Wednesday, July 1, 2009

Perfect stranger.

we were both fourteen years old tau that time, and we became friends after getting to know each other. it was like sort of le, one of those, "love at first sight" *ececeh. kind of things for both of us, and we soon began hanging out a lot lah together, studying for mid year and tests. then, grabbing a bite to eat, catching a movie with friends, i mean other friends pun ikut.

we discovered we had so much in common, itu ini semua agak a lebih kurang sama je semua tau -.-, and i was convinced this guy was "the guy". he was everything, yes EVERYTHING, i wanted in a boyfriend. hah!

things felt so riigghhtt. that i thought my feelings were mutual. while nothing had happened to indicate we were more than friends. what a pity :/ i felt very clearly that's where we were going, so when i confessed to him how i felt one rainy day. it was rainy day tau that evening, he didn't even respond the way i'd hoped, and there, hmm, i was really really crushed.

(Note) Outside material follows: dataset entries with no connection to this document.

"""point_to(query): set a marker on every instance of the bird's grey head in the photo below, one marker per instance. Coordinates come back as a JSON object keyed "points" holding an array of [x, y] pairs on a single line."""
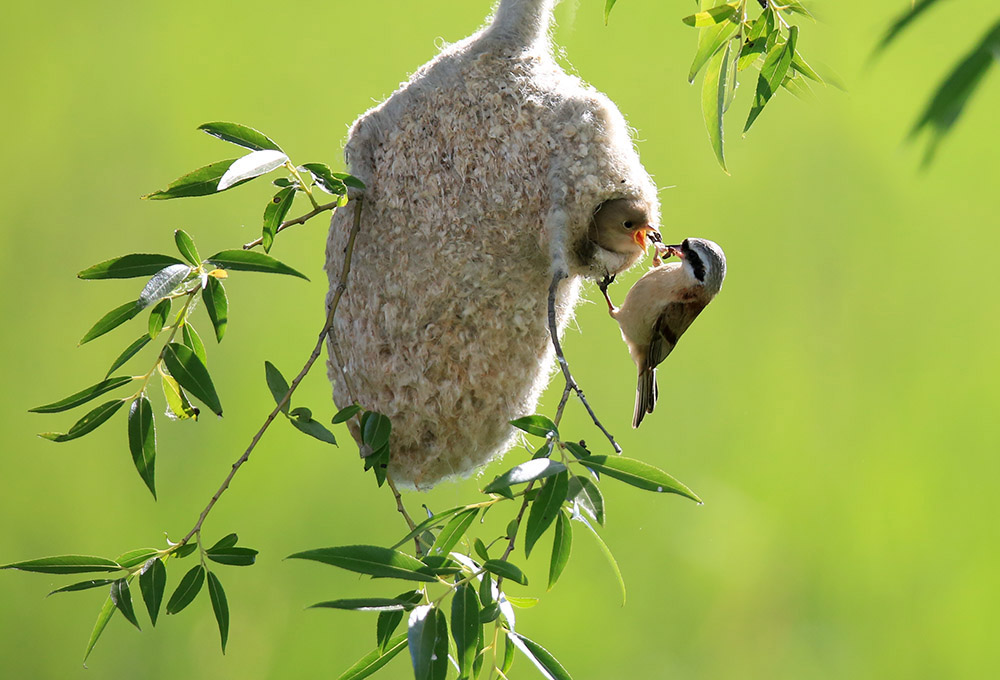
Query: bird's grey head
{"points": [[705, 261]]}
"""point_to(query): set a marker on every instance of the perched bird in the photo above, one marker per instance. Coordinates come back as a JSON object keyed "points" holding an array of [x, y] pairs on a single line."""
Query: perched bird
{"points": [[660, 307]]}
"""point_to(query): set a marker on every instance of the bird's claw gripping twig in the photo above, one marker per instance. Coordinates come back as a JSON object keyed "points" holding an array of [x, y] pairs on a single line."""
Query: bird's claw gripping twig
{"points": [[564, 366]]}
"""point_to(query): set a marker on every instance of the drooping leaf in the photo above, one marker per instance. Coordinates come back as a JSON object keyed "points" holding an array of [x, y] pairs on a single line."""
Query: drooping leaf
{"points": [[152, 581], [241, 135], [178, 406], [562, 546], [122, 598], [274, 215], [187, 589], [538, 468], [107, 611], [506, 570], [540, 426], [370, 559], [186, 247], [235, 556], [83, 396], [187, 369], [368, 604], [83, 585], [190, 337], [713, 101], [251, 261], [638, 474], [128, 353], [465, 626], [87, 424], [711, 16], [541, 657], [220, 606], [254, 164], [376, 659], [545, 509], [776, 63], [217, 306], [129, 266], [116, 317]]}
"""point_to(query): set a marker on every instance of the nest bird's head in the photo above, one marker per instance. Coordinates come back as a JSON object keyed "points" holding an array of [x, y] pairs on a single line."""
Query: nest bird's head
{"points": [[622, 226], [703, 260]]}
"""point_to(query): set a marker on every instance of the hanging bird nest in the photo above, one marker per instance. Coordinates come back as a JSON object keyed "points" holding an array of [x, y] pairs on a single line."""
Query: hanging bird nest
{"points": [[483, 173]]}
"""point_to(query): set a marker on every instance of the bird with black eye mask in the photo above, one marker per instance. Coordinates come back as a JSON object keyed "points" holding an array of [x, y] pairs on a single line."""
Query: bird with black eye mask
{"points": [[662, 305]]}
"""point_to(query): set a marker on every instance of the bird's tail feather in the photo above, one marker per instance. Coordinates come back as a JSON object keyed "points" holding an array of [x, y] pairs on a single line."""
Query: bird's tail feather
{"points": [[645, 395]]}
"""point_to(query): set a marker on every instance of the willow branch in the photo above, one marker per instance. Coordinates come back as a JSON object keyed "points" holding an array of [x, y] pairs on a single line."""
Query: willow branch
{"points": [[298, 220], [317, 350]]}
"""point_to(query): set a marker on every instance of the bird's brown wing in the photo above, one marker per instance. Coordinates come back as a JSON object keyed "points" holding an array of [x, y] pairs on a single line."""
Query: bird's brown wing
{"points": [[670, 325]]}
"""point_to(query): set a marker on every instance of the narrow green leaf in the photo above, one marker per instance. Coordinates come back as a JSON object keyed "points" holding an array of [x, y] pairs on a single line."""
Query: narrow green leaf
{"points": [[220, 606], [539, 656], [152, 581], [713, 101], [465, 626], [274, 215], [129, 266], [190, 337], [638, 474], [376, 659], [506, 570], [83, 585], [187, 589], [83, 396], [254, 164], [158, 317], [368, 604], [186, 247], [453, 532], [587, 495], [87, 424], [276, 383], [540, 426], [545, 509], [65, 564], [187, 369], [234, 556], [345, 414], [325, 179], [142, 441], [607, 554], [710, 40], [538, 468], [107, 611], [217, 306], [779, 58], [251, 261], [711, 17], [122, 598], [178, 406], [371, 560], [562, 546], [129, 352], [608, 6], [116, 317], [241, 135]]}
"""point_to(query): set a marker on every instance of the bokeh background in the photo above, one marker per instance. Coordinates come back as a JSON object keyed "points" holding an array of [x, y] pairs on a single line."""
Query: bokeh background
{"points": [[836, 407]]}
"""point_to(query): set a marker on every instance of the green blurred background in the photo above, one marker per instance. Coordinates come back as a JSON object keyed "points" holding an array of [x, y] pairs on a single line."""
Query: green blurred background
{"points": [[835, 407]]}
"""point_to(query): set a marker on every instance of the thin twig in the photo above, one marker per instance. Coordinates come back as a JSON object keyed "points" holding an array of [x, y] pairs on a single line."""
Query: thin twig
{"points": [[298, 220], [317, 350], [570, 382]]}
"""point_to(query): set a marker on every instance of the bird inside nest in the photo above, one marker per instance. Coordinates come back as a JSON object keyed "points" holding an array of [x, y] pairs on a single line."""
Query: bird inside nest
{"points": [[662, 305]]}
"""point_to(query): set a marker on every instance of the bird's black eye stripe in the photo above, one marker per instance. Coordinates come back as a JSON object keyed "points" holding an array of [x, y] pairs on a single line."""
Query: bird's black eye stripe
{"points": [[697, 266]]}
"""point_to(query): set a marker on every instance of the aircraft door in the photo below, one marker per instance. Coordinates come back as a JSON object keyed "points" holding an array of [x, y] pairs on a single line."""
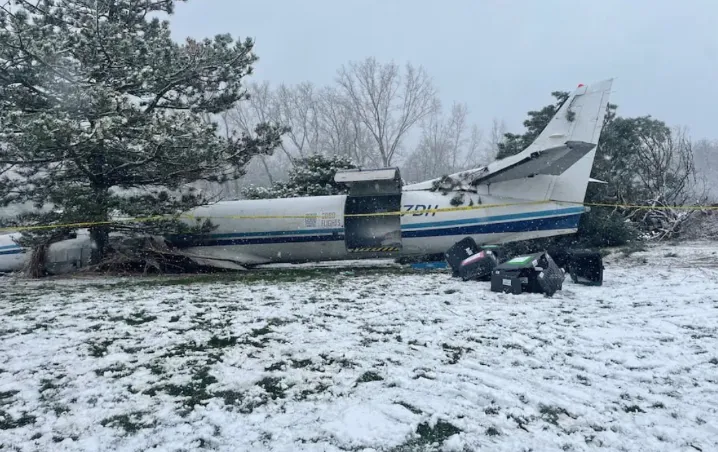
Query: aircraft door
{"points": [[371, 194], [370, 231]]}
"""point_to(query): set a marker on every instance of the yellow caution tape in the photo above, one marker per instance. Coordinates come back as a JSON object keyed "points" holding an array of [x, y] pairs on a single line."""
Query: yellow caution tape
{"points": [[373, 214]]}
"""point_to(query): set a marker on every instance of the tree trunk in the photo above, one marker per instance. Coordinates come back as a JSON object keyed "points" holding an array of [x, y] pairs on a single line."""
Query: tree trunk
{"points": [[100, 236], [36, 265]]}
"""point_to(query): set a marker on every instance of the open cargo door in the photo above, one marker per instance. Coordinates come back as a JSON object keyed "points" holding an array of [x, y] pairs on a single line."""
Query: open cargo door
{"points": [[371, 194]]}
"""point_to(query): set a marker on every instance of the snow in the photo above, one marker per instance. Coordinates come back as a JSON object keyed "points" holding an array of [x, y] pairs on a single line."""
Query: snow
{"points": [[349, 357]]}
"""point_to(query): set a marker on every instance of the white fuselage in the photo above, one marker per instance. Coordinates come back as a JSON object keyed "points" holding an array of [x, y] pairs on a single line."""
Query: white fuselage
{"points": [[251, 238], [255, 232]]}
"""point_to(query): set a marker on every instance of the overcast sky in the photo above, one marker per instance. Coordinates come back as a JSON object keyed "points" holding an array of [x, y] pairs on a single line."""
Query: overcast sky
{"points": [[501, 57]]}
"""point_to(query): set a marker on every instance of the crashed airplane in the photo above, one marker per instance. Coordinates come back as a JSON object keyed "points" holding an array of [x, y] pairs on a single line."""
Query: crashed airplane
{"points": [[536, 193]]}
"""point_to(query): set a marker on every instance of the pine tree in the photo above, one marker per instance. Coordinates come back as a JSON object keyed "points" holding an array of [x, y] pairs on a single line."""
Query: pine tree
{"points": [[104, 114], [311, 176]]}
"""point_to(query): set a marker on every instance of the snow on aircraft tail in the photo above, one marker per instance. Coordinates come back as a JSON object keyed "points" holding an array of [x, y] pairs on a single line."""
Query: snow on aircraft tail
{"points": [[557, 165]]}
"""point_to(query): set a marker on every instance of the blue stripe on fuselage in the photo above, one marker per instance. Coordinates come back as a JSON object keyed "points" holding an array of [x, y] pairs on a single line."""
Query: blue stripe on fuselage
{"points": [[11, 251], [534, 221]]}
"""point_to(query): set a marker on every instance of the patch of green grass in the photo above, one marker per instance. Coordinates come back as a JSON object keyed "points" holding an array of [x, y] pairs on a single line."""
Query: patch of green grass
{"points": [[8, 422], [130, 422], [119, 369], [99, 349], [409, 407], [454, 353], [369, 376], [273, 387], [633, 409], [493, 431], [551, 413], [428, 436]]}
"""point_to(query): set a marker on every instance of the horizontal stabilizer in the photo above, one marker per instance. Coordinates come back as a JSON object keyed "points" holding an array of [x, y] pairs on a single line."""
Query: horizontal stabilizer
{"points": [[552, 162]]}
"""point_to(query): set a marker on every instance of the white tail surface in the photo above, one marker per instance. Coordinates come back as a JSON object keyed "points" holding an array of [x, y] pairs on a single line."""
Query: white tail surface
{"points": [[557, 165]]}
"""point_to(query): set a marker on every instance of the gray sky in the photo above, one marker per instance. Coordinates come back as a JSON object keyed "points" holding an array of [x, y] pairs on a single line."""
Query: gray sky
{"points": [[501, 57]]}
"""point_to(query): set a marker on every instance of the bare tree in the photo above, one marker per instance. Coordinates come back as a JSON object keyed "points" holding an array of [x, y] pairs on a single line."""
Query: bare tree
{"points": [[665, 175], [342, 132], [447, 145], [496, 136], [387, 103], [260, 107], [297, 109]]}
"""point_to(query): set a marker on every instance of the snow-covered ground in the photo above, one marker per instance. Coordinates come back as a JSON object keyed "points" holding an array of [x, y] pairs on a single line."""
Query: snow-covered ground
{"points": [[373, 358]]}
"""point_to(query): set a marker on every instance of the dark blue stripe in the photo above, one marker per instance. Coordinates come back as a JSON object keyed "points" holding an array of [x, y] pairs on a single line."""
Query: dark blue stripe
{"points": [[278, 233], [538, 224], [511, 216], [198, 241], [15, 251]]}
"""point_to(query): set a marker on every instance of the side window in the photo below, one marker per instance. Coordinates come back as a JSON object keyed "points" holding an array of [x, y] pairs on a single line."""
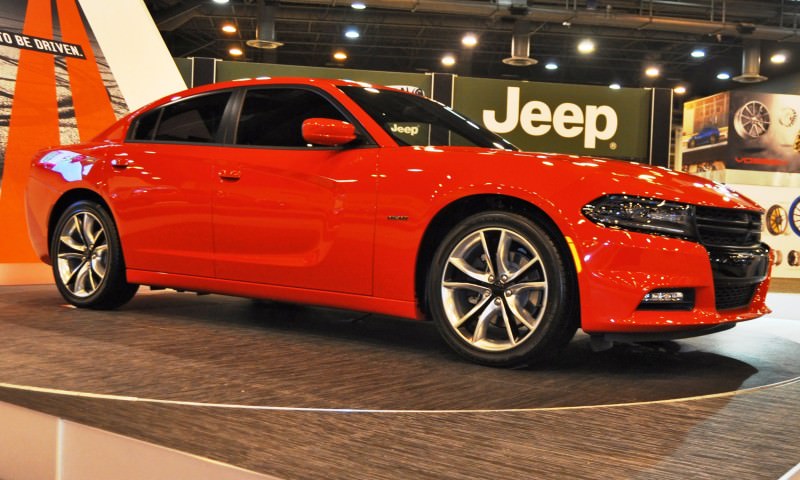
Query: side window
{"points": [[194, 120], [146, 125], [274, 117]]}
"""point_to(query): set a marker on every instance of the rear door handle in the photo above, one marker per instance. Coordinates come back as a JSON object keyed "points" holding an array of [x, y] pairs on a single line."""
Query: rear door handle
{"points": [[230, 175]]}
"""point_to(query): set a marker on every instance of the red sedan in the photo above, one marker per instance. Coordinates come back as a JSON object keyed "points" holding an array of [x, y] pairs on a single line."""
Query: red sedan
{"points": [[367, 198]]}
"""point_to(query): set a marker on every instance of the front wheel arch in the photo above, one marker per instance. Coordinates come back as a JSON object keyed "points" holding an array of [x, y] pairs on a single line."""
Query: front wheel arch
{"points": [[63, 203], [449, 216]]}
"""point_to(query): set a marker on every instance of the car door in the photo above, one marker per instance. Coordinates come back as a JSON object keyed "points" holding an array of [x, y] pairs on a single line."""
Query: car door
{"points": [[289, 213], [162, 183]]}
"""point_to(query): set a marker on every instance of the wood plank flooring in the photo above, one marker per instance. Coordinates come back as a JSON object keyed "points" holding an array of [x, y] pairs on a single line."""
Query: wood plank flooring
{"points": [[429, 414]]}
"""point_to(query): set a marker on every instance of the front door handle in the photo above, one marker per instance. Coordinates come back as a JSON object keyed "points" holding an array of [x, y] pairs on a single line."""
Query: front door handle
{"points": [[230, 175], [121, 163]]}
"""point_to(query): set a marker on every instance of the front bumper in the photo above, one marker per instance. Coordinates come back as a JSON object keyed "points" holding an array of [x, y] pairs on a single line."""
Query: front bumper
{"points": [[618, 268]]}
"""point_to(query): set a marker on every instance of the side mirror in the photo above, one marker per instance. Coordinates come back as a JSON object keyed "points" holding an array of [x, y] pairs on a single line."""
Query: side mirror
{"points": [[329, 132]]}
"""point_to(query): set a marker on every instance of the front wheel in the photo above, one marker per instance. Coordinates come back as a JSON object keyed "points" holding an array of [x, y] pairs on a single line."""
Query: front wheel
{"points": [[500, 292], [87, 258]]}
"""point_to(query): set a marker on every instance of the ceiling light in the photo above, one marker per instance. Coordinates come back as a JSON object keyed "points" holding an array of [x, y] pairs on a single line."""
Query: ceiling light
{"points": [[778, 58], [469, 40], [586, 46]]}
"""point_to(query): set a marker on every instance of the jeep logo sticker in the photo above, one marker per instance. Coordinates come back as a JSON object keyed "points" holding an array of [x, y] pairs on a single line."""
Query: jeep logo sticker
{"points": [[567, 120]]}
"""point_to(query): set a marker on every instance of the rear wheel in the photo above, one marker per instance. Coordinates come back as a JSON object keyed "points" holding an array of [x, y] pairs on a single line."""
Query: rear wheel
{"points": [[87, 258], [500, 292]]}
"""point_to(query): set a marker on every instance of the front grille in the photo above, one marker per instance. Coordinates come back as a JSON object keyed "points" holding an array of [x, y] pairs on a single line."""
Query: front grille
{"points": [[734, 296], [738, 260], [726, 227]]}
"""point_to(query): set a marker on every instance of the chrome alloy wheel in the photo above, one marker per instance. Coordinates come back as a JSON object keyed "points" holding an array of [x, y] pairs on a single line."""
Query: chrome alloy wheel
{"points": [[494, 289], [82, 254]]}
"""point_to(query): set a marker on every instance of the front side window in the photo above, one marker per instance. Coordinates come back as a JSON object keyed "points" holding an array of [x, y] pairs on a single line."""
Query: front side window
{"points": [[273, 117], [194, 120], [418, 121]]}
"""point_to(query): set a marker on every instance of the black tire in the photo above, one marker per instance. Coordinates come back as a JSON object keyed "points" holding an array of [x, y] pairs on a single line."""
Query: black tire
{"points": [[88, 265], [504, 313]]}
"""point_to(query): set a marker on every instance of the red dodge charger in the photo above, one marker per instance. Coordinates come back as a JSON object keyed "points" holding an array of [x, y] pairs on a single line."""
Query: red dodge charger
{"points": [[368, 198]]}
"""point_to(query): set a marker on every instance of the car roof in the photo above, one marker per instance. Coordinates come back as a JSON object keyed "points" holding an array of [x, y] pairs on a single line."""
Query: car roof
{"points": [[257, 81]]}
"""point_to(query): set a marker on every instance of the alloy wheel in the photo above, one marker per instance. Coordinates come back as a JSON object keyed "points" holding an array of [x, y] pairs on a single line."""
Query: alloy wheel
{"points": [[494, 289]]}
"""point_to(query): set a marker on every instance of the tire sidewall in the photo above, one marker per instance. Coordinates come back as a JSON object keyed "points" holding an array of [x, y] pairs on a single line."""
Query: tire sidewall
{"points": [[542, 342]]}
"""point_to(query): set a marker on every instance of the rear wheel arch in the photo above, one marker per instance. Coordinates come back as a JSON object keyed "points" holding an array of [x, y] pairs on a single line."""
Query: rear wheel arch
{"points": [[451, 215]]}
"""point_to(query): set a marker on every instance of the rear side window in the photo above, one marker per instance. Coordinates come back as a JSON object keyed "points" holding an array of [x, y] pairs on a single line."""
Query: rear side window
{"points": [[274, 117], [195, 120]]}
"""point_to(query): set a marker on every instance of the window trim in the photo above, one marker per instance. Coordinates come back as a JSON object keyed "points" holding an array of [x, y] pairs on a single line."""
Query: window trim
{"points": [[230, 140], [219, 137], [229, 123]]}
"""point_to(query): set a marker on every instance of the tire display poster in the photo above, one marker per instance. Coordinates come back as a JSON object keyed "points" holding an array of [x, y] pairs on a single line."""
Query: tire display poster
{"points": [[751, 141]]}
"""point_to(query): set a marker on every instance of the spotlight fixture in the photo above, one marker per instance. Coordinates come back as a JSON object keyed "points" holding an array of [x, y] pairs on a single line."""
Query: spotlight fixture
{"points": [[586, 46], [469, 40], [778, 58]]}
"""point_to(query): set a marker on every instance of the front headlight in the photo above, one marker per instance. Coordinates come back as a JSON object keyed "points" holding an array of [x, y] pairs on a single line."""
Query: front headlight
{"points": [[641, 214]]}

i was really disappointed, and i felt hopeless, so cam pergi habis credit call my best friend ni tau. then then, my best friend explained that he did like me, it's just that, he had just gotten out of a relationship and he didn't want to go there again. well in the same time, he told me that he still liked me a lot and wanted to continue spending time together. well hmm, i couldn't do it. i knew i'd never be able to just, "hang out" as friends, oh just friends, knowing that i felt something more yeah more than he did for me. (can you guys imagine it?)

I still remember a crush of mine who broke my heart.